In February 2004 a new C.A.I.-project started with the goal of making an inventory of all World War One remains in Western Flanders, based on Wartime aerial photographs. At first, a basic inventory will be made of all the frontlines and defensive lines. The most seriously threatened areas, are also inserted in the inventory in a very detailed manner. The computer recalculates the wartime aerial photographs to fit on a contemporary map according to a number of indicated points; this technique is called image warping. Next, polygons, lines or dots on the modern map can indicate the structures visible on the aerial photograph. Meanwhile, in the area through which the A19 could be extended the inventory of the structures will continue in a very detailed manner, also using aerial photographs.

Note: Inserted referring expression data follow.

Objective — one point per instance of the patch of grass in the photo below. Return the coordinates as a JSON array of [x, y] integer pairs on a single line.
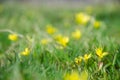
[[50, 56]]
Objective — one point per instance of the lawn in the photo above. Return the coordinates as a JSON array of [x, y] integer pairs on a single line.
[[39, 43]]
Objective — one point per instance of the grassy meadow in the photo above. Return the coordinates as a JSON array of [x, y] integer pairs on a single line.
[[38, 43]]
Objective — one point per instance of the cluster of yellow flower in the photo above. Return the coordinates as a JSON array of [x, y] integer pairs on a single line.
[[76, 76], [86, 57], [84, 19]]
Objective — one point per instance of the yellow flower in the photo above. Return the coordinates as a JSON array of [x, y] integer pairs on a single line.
[[86, 57], [62, 40], [76, 76], [76, 35], [78, 60], [50, 29], [13, 37], [89, 9], [44, 41], [73, 76], [100, 53], [84, 75], [25, 52], [97, 24], [82, 18]]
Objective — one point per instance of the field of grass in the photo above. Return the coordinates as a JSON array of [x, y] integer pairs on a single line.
[[59, 44]]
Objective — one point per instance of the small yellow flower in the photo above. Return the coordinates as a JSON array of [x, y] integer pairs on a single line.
[[62, 40], [78, 60], [82, 18], [73, 76], [13, 37], [44, 41], [50, 29], [76, 76], [89, 9], [86, 57], [76, 35], [26, 52], [97, 24], [84, 75], [100, 53]]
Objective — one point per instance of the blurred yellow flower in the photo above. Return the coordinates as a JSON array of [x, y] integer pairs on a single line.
[[100, 53], [76, 76], [82, 18], [73, 76], [89, 9], [50, 29], [97, 24], [13, 37], [26, 52], [84, 75], [76, 35], [44, 41], [78, 60], [86, 57], [62, 40]]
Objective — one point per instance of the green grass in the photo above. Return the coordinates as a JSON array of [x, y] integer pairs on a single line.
[[46, 62]]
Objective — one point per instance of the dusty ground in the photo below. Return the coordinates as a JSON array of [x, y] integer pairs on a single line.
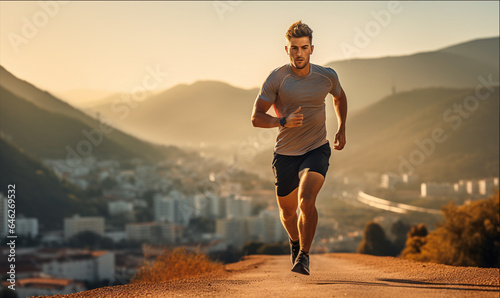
[[332, 275]]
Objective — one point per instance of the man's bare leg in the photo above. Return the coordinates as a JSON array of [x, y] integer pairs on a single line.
[[309, 187], [288, 213]]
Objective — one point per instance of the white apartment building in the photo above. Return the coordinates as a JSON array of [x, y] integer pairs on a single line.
[[77, 224], [92, 266], [120, 207], [156, 232], [142, 231], [165, 208], [46, 286], [238, 207], [232, 230]]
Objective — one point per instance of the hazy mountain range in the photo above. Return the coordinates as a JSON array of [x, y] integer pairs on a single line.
[[45, 126], [383, 124], [369, 80]]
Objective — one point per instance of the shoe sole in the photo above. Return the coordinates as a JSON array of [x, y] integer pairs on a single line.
[[299, 268]]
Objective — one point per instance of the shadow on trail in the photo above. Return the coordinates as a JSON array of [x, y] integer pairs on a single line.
[[406, 283]]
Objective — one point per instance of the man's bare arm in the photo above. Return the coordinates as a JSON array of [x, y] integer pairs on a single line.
[[340, 103], [260, 117]]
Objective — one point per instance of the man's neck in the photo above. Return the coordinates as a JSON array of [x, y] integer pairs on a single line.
[[301, 72]]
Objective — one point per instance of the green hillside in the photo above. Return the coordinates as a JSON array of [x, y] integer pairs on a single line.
[[211, 112], [44, 101], [39, 193], [368, 80], [47, 134], [382, 136]]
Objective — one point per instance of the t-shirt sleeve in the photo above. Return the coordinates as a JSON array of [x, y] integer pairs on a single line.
[[336, 88], [269, 89]]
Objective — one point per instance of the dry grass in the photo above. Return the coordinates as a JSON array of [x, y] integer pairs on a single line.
[[175, 264]]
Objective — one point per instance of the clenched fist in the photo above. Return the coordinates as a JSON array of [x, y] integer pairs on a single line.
[[294, 119]]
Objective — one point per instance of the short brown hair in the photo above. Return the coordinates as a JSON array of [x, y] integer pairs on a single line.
[[299, 29]]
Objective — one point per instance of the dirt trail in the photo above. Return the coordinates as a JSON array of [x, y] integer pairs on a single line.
[[332, 275]]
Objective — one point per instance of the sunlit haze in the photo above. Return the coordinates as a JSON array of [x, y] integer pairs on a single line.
[[111, 45]]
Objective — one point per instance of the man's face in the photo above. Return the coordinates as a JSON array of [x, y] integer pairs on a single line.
[[299, 50]]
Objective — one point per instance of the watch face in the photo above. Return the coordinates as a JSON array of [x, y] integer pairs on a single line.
[[283, 121]]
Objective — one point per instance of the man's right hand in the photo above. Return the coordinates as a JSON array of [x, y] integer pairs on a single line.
[[294, 119]]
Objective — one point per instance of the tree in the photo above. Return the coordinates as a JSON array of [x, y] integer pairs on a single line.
[[416, 239], [470, 236], [399, 229], [374, 241]]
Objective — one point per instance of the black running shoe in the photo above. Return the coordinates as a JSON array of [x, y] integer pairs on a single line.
[[294, 250], [301, 264]]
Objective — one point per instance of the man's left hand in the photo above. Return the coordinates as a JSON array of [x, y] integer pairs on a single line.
[[339, 141]]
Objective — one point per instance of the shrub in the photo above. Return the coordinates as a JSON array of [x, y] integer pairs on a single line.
[[175, 264]]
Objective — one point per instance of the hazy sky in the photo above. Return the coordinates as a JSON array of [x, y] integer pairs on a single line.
[[111, 45]]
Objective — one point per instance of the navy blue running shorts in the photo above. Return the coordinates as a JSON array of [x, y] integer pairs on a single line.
[[287, 169]]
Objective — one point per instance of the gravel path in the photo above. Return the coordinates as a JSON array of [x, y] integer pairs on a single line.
[[332, 275]]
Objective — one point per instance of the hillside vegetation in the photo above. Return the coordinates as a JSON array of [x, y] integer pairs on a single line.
[[470, 236]]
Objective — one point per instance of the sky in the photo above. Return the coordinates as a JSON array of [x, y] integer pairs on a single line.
[[118, 46]]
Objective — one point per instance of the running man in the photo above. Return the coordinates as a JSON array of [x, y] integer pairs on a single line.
[[301, 154]]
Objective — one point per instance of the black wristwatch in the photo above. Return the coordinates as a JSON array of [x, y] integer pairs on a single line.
[[283, 121]]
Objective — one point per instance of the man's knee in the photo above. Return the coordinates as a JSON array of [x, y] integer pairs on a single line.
[[307, 205], [288, 213]]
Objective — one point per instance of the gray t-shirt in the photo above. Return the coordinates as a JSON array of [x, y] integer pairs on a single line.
[[287, 92]]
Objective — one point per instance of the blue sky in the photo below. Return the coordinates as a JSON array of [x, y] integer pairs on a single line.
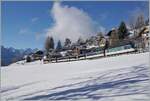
[[24, 24]]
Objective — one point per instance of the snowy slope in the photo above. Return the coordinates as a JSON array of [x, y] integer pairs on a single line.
[[120, 78]]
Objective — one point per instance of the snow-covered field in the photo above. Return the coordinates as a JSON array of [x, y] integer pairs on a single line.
[[120, 78]]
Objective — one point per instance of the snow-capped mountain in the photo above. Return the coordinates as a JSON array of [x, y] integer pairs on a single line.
[[119, 78], [10, 55]]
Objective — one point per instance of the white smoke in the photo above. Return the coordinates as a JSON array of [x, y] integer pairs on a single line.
[[71, 22]]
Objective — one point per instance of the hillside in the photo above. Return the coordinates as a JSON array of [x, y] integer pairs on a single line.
[[122, 77]]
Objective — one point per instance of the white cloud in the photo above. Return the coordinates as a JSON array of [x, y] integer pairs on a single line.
[[23, 31], [71, 22], [34, 19]]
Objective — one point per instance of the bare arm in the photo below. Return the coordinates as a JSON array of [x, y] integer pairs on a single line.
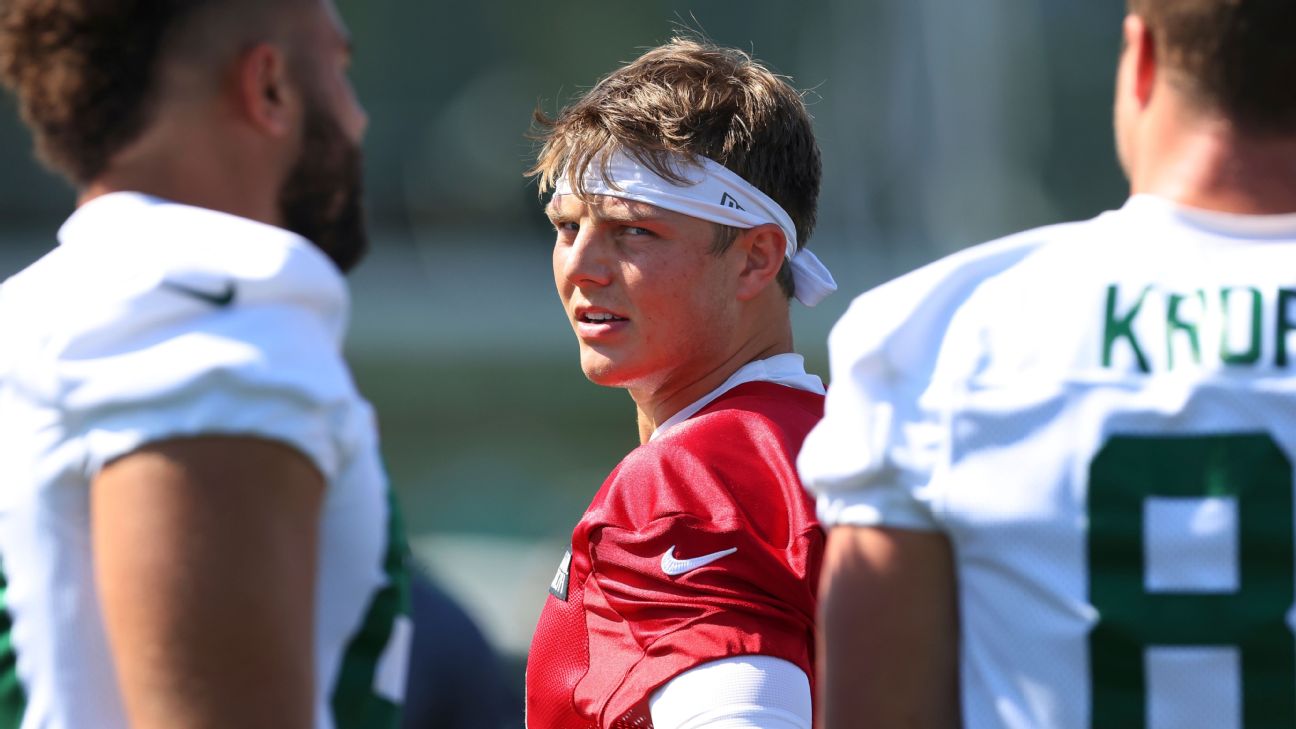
[[888, 640], [205, 555]]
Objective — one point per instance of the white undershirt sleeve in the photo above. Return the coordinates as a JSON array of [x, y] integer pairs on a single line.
[[749, 692]]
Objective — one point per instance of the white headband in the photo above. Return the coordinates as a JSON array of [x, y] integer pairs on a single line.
[[712, 193]]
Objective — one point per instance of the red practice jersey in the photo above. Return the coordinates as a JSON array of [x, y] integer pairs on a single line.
[[700, 545]]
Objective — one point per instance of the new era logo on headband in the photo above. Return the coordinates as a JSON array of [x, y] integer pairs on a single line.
[[727, 200]]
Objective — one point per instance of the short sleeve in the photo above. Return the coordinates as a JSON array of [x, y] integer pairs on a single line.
[[268, 370], [718, 558], [876, 455]]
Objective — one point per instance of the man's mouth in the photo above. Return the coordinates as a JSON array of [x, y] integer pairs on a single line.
[[600, 318]]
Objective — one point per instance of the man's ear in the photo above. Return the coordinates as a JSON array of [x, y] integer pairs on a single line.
[[263, 90], [762, 249], [1142, 43]]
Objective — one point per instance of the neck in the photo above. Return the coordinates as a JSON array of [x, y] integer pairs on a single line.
[[1212, 166], [191, 158], [659, 404]]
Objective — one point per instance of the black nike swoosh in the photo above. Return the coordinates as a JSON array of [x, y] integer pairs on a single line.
[[219, 298]]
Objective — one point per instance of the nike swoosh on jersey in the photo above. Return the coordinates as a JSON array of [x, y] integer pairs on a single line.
[[677, 567], [219, 298]]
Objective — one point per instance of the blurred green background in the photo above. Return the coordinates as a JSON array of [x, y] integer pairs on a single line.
[[942, 123]]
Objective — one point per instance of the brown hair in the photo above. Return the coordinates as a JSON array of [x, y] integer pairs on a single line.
[[692, 99], [84, 71], [1234, 56]]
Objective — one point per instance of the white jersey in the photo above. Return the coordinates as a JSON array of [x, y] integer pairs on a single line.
[[1102, 418], [157, 321]]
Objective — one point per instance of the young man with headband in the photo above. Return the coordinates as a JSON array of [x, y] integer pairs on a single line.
[[684, 188], [195, 524], [1059, 467]]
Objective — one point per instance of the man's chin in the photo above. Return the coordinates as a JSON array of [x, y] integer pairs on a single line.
[[604, 371]]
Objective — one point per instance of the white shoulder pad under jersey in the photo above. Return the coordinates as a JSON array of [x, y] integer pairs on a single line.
[[880, 435], [156, 321]]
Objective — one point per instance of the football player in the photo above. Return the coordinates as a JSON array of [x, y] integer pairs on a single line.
[[195, 524], [1058, 467], [684, 190]]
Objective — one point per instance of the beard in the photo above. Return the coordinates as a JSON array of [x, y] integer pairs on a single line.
[[322, 199]]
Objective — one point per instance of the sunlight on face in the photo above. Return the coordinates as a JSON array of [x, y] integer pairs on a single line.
[[648, 300]]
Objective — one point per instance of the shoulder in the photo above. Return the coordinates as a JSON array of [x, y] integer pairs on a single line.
[[173, 322], [897, 328], [734, 461], [760, 418], [127, 278]]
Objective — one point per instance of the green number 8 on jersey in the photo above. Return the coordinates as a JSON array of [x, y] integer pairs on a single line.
[[1191, 573]]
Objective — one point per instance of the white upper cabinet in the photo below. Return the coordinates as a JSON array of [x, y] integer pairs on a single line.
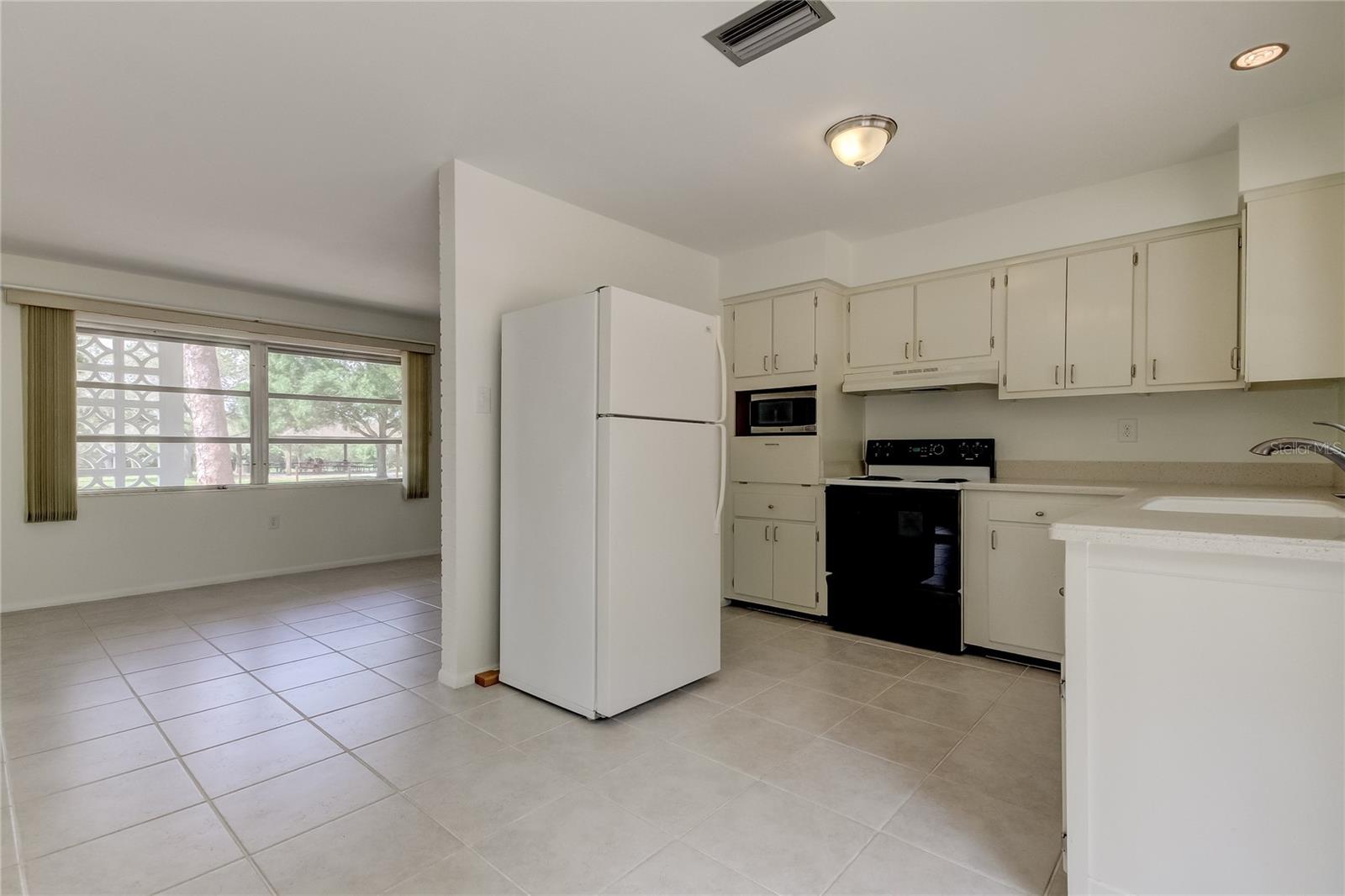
[[773, 335], [881, 327], [1100, 288], [1192, 311], [1035, 326], [1295, 286], [954, 318], [752, 338], [793, 333]]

Parts of the Hollandstellung and remains of World War 1-heritage in several villages have been the subject of an extensive inventory, the C.A.I. (Central Archaeological Inventory), since 2001. Taking inventory of this heritage (consisting of trenches, metre gauge railways, (deep) dugouts, concrete shelters, etc.) and placing it in proper archaeological and historical context was not an easy task. Therefore the study of the so-called trenchmaps and aerial photography from the Great War were an important source of information with which to begin the field work itself.